PREDICTING PROTEOMES OF MITOCHONDRIA AND RELATED ORGANELLES FROM GENOMIC AND EXPRESSED SEQUENCE TAG DATA

In eukaryotes, determination of the subcellular location of a novel protein encoded in genomic or transcriptomic data provides useful clues as to its possible function. However, experimental localization studies are expensive and time-consuming. As a result, accurate in silico prediction of subcellular localization from sequence data alone is an extremely important field of study in bioinformatics. This is especially so as genomic studies expand beyond model system organisms to encompass the full diversity of eukaryotes. Here we review some of the more commonly used programs for prediction of proteins that function in mitochondria, or mitochondrion-related organelles in diverse eukaryotic lineages and provide recommendations on how to apply these methods.

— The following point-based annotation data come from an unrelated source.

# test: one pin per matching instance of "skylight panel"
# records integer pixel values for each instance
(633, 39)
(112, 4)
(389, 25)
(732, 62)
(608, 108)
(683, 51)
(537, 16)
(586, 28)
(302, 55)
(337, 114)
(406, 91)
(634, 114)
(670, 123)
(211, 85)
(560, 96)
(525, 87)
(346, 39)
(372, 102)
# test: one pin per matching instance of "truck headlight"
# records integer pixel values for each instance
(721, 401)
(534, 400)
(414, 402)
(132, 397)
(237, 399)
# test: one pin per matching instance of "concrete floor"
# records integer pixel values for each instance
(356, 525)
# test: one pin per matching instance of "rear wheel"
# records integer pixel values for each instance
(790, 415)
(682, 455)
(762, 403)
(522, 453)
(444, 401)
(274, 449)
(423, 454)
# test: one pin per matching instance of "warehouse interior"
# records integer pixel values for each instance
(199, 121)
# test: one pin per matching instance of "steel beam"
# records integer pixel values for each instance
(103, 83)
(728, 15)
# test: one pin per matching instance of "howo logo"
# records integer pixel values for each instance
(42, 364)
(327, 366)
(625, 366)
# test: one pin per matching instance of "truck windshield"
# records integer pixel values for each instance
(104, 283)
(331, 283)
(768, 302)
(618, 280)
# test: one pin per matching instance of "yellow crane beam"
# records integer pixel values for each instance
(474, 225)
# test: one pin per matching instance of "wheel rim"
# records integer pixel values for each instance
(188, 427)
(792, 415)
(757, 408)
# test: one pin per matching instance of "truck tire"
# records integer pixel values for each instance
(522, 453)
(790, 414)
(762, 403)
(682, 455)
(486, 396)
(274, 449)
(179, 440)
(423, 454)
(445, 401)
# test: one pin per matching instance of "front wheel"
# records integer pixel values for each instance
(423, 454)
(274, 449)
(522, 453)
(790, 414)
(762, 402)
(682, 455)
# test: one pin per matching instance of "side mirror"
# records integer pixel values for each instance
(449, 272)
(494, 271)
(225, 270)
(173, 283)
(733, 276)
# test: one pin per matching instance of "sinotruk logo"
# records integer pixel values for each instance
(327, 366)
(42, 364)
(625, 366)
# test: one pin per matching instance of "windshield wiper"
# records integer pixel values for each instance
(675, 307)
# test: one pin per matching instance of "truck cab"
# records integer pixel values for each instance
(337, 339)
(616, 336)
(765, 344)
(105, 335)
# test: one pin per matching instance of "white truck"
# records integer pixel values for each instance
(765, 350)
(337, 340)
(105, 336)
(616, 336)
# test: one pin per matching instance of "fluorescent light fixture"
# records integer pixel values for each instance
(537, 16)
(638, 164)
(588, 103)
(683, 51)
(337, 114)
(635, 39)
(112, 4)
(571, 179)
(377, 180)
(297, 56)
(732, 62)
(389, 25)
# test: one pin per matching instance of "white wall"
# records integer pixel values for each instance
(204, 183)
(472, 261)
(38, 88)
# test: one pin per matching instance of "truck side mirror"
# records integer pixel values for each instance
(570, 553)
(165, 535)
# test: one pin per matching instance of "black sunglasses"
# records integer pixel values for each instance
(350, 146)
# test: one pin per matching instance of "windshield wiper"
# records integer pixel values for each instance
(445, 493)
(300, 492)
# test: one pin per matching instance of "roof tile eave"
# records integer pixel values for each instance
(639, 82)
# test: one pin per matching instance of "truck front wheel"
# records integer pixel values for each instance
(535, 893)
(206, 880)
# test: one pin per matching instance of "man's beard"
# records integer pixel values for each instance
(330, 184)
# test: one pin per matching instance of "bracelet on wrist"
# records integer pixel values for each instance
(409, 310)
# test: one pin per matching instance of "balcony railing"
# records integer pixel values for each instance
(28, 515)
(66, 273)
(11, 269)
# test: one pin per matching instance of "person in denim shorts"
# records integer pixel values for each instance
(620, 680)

Furthermore, we compare the predictive performance of these programs on a mixed set of mitochondrial and non-mitochondrial proteins. Although N-terminal targeting peptide prediction programs tend to have the highest accuracy, they cannot be effectively used for partial coding sequences derived from high-throughput expressed sequence tag surveys where data for the N-terminus of the encoded protein is often missing. Therefore methods that do not rely on the presence of an N-terminal targeting sequence alone are extremely useful, especially for expressed sequence tag data. The best strategy for classification of unknown proteins is to use multiple programs, incorporating a variety of prediction strategies, and closely examine the predictions with an understanding of how each of those programs will likely handle the data.